L’indagine suggerisce di mantenere una distanza di 5 metri se si cammina a 4 km/h nella stessa direzione di marcia, di 10 metri se si corre o pedala lentamente a 14,4 km/h e di 20 metri per chi pratica ciclismo in modo intenso, alla velocità di 30 km/h. Procedere affiancati o sfalsati in diagonale, non direttamente l’uno dietro l’altro (non a ruota come usano fare i ciclisti), comporta un minore rischio di catturare le particelle di saliva, quindi di contrarre un eventuale contagio. In questi casi, affiancati o sfalsati, la distanza di sicurezza da tenere resta quella “standard” di 1,5 metro.
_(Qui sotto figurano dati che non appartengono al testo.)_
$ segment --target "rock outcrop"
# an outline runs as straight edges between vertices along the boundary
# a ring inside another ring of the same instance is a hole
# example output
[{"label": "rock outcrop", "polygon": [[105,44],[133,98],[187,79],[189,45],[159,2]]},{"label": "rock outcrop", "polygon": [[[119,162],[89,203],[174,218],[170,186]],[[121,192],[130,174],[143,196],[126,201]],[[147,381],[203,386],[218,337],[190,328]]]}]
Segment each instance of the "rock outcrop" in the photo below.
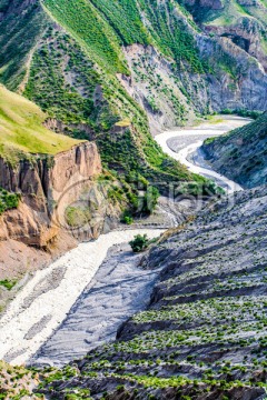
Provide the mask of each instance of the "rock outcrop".
[{"label": "rock outcrop", "polygon": [[57,399],[85,389],[93,399],[265,399],[266,199],[266,186],[235,193],[165,233],[140,266],[161,268],[148,309],[39,391]]},{"label": "rock outcrop", "polygon": [[[100,157],[96,144],[90,142],[55,157],[21,160],[16,167],[0,159],[0,187],[22,197],[17,210],[1,217],[1,240],[46,247],[62,228],[56,223],[56,211],[58,213],[60,207],[63,212],[69,203],[78,200],[86,183],[100,172]],[[63,202],[59,202],[62,196]]]}]

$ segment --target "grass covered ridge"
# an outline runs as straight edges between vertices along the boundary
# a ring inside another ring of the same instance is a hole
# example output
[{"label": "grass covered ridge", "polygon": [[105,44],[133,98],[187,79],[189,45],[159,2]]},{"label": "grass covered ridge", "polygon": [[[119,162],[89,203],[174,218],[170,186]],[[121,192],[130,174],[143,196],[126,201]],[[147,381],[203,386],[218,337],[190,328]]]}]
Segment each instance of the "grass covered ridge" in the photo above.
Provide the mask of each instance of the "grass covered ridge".
[{"label": "grass covered ridge", "polygon": [[44,120],[39,107],[0,86],[0,156],[13,162],[22,153],[57,154],[80,142],[48,130]]}]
Ai ciclisti, i ricercatori arrivano a suggerire di preparare un eventuale sorpasso con grande anticipo, come si fa alla guida di un’automobile: cambiando traiettoria almeno 20 metri prima.
La bicicletta ama la strada
Su strada, quando torneremo a pedalare, il futuro del ciclismo come sport amatoriale sembra quindi legato alle parole “riding solo but never alone” (in solitaria, ma mai da solo), lo slogan con cui il brand di abbigliamento ciclistico Rapha sta cercando di rassicurare la sua community.
Nonostante gli allenamenti di indoor cycling in diretta Facebook, le grandi salite simulate su Zwift e l’iniziativa Senza Giro (storie di un Giro d’Italia che non c’è, narrate e illustrate a partire dalla data del 9 maggio a favore della cooperativa Namastè che nella bergamasca assiste 3000 persone fragili al giorno), la bicicletta, si sa, ama la strada.
Mascherine e borracce
E su strada torneremo tutti appena possibile, opportunamente distanziati o muniti di mascherina. Leggo su ActionMagazine dell’amica giornalista Paola Pignatelli che La Sportiva di Ziano di Fiemme sta brevettando una mascherina igienica di protezione, lavabile e con elemento filtrante intercambiabile, adatta alla pratica del running. Resta da vedere se la si potrà o dovrà utilizzare anche in bicicletta.
Sicuramente non ci si potrà scambiare le borracce. La storica fotografia “costruita” da Carlo Martini il 17 luglio del 1952 dello ”scambio di borraccia”, in realtà una bottiglia d’acqua, tra Coppi e Bartali, da sempre il simbolo di un secolo di ciclismo italiano, pare essere veramente acqua passata.